The gospel story today is about the healing of the paralytic, but the healing would not have been possible had it not been for his friends. These were the men who brought him into the house to lay him before Jesus, the very ones who fought through the crowd bearing him on a mat. Because of all the people crowding around Jesus, the paralytic couldn’t get anywhere near the Lord. So what did his friends do? They went up the roof, still carrying the mat and the paralytic, made a hole in the roof and let the paralytic down through the tiles into the middle of the crowd.
I was thinking: The inconvenience of carrying a paralytic through a crowd as thick as the one surrounding Jesus would be enough to discourage anyone—unless of course the service would fetch a great fee. But even if they were in fact hired men, paid for their services, wouldn’t they be discouraged to continue what they were trying to do after some unsuccessful attempt? But up the roof they went, and down the roof came the paralytic, almost at the feet of Jesus. And so I suspect that these men were friends of the paralytic, people who cared for him and loved him and wanted him healed more than anything else.

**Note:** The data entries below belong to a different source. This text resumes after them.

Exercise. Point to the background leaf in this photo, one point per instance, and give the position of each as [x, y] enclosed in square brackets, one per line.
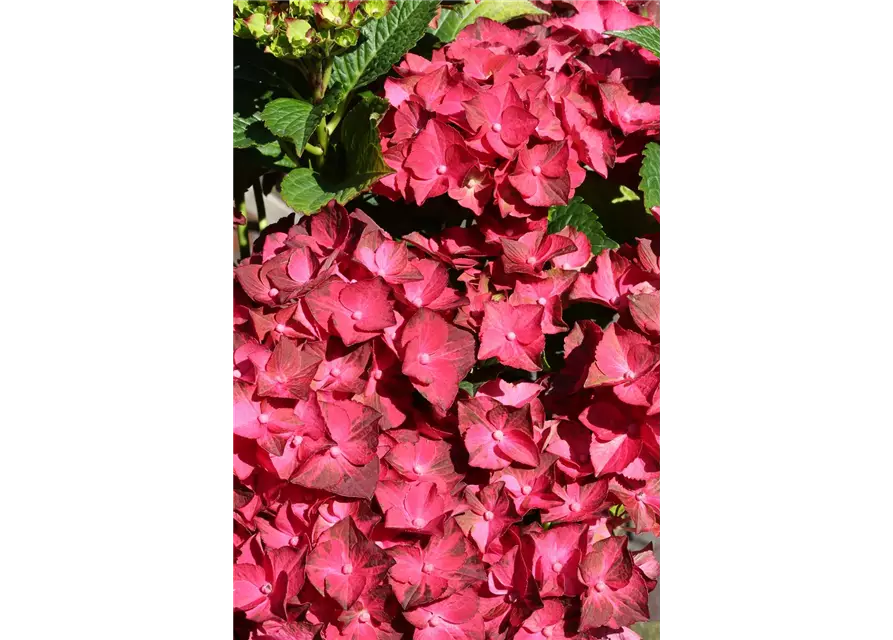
[306, 191]
[644, 36]
[292, 119]
[579, 215]
[650, 173]
[458, 17]
[382, 43]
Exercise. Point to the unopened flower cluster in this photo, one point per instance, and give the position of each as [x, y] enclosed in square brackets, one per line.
[375, 498]
[293, 28]
[512, 117]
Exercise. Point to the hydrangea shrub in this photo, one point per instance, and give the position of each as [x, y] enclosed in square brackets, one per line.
[434, 435]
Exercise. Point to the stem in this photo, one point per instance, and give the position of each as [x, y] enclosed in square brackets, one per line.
[323, 135]
[244, 249]
[319, 91]
[259, 201]
[339, 113]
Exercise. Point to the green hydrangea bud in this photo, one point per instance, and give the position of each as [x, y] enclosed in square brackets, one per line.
[298, 32]
[301, 7]
[257, 25]
[346, 37]
[375, 9]
[336, 13]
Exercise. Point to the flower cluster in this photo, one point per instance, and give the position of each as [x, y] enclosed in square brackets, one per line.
[405, 462]
[373, 498]
[510, 118]
[293, 29]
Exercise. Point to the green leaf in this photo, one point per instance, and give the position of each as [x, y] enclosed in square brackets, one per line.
[241, 140]
[580, 216]
[650, 173]
[306, 191]
[382, 43]
[458, 17]
[644, 36]
[626, 195]
[292, 119]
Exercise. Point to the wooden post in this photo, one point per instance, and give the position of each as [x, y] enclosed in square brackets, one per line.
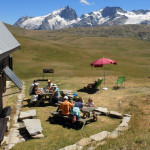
[1, 99]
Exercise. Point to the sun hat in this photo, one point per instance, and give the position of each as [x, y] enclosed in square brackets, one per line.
[54, 85]
[36, 83]
[75, 94]
[65, 97]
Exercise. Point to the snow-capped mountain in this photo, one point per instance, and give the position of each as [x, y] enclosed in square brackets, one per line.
[67, 17]
[56, 20]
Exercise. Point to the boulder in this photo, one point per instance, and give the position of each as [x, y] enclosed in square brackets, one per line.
[100, 136]
[102, 110]
[113, 135]
[27, 114]
[84, 142]
[126, 119]
[33, 126]
[13, 140]
[8, 126]
[122, 127]
[115, 114]
[4, 141]
[72, 147]
[38, 136]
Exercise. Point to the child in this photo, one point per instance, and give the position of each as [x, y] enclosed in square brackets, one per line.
[90, 103]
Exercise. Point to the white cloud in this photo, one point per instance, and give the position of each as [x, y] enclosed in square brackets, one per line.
[85, 2]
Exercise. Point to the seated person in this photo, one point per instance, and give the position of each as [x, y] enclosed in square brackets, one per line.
[49, 86]
[91, 85]
[55, 91]
[65, 107]
[90, 103]
[79, 103]
[35, 92]
[75, 98]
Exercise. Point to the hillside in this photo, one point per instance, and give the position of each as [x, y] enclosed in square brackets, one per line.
[70, 51]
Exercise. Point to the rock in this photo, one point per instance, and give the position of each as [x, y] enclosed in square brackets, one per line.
[126, 119]
[21, 96]
[113, 135]
[8, 126]
[33, 126]
[8, 118]
[15, 119]
[13, 140]
[4, 140]
[115, 114]
[16, 125]
[84, 142]
[100, 136]
[14, 130]
[102, 110]
[101, 143]
[39, 136]
[27, 114]
[8, 84]
[122, 127]
[127, 115]
[72, 147]
[10, 146]
[91, 148]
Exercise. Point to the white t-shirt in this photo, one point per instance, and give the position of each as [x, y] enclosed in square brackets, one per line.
[90, 104]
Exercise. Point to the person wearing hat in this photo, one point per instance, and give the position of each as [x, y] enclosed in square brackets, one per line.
[55, 91]
[75, 97]
[65, 107]
[49, 86]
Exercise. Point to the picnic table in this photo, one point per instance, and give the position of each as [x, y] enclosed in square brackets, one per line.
[90, 113]
[45, 96]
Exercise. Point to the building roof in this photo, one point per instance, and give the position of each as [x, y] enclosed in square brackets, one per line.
[7, 41]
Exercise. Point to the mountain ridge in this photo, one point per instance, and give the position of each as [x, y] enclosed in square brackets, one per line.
[66, 17]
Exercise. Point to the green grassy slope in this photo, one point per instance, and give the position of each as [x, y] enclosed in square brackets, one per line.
[70, 52]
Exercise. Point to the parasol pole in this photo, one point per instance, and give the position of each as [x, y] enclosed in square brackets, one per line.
[104, 82]
[104, 77]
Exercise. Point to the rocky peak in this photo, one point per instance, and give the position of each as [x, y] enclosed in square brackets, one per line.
[111, 11]
[141, 11]
[21, 20]
[68, 14]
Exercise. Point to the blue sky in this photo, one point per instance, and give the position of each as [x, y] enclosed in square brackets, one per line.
[12, 10]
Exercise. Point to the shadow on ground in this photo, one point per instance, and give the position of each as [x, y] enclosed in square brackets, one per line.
[89, 91]
[65, 123]
[42, 104]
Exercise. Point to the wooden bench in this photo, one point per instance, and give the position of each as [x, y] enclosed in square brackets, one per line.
[3, 127]
[6, 112]
[58, 117]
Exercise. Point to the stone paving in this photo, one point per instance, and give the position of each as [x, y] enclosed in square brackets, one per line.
[99, 138]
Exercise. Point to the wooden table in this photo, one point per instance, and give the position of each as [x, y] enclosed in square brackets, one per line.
[90, 113]
[45, 96]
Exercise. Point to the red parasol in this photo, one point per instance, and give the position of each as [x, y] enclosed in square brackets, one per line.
[101, 62]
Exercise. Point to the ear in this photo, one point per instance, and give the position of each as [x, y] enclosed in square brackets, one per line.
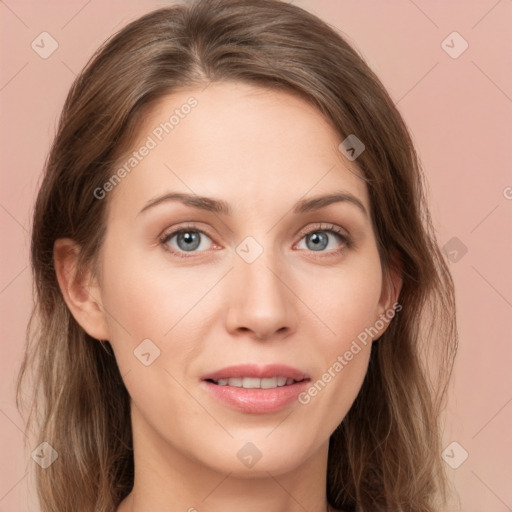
[81, 292]
[391, 287]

The evangelist tells us that even before turning to the paralytic, our Lord marveled at the faith of these friends of the paralytic. And so, aside from showing us the compassion of our Lord, this episode is also a story of friendship, the meaning of truefriendship. At the end of the day, a true friend keeps us away from trouble–like Samwise–and more importantly, leads us to the Lord, like the paralytic’s friends who bore him on their shoulders.
How many times have we felt helpless and unable to move on because of some heavy burden? How many times could we not get close to the Lord on our own because of our problems? Often in our lives, we have needed friends to help us—sometimes even to do something as drastic as wrapping us up in a mat and delivering us to the Lord, even if this means shoving others out of the way and drilling a hole in somebody’s roof just to lay us at the Lord’s feet.
Let’s spend some time today naming our true friends, and thanking the Lord for them.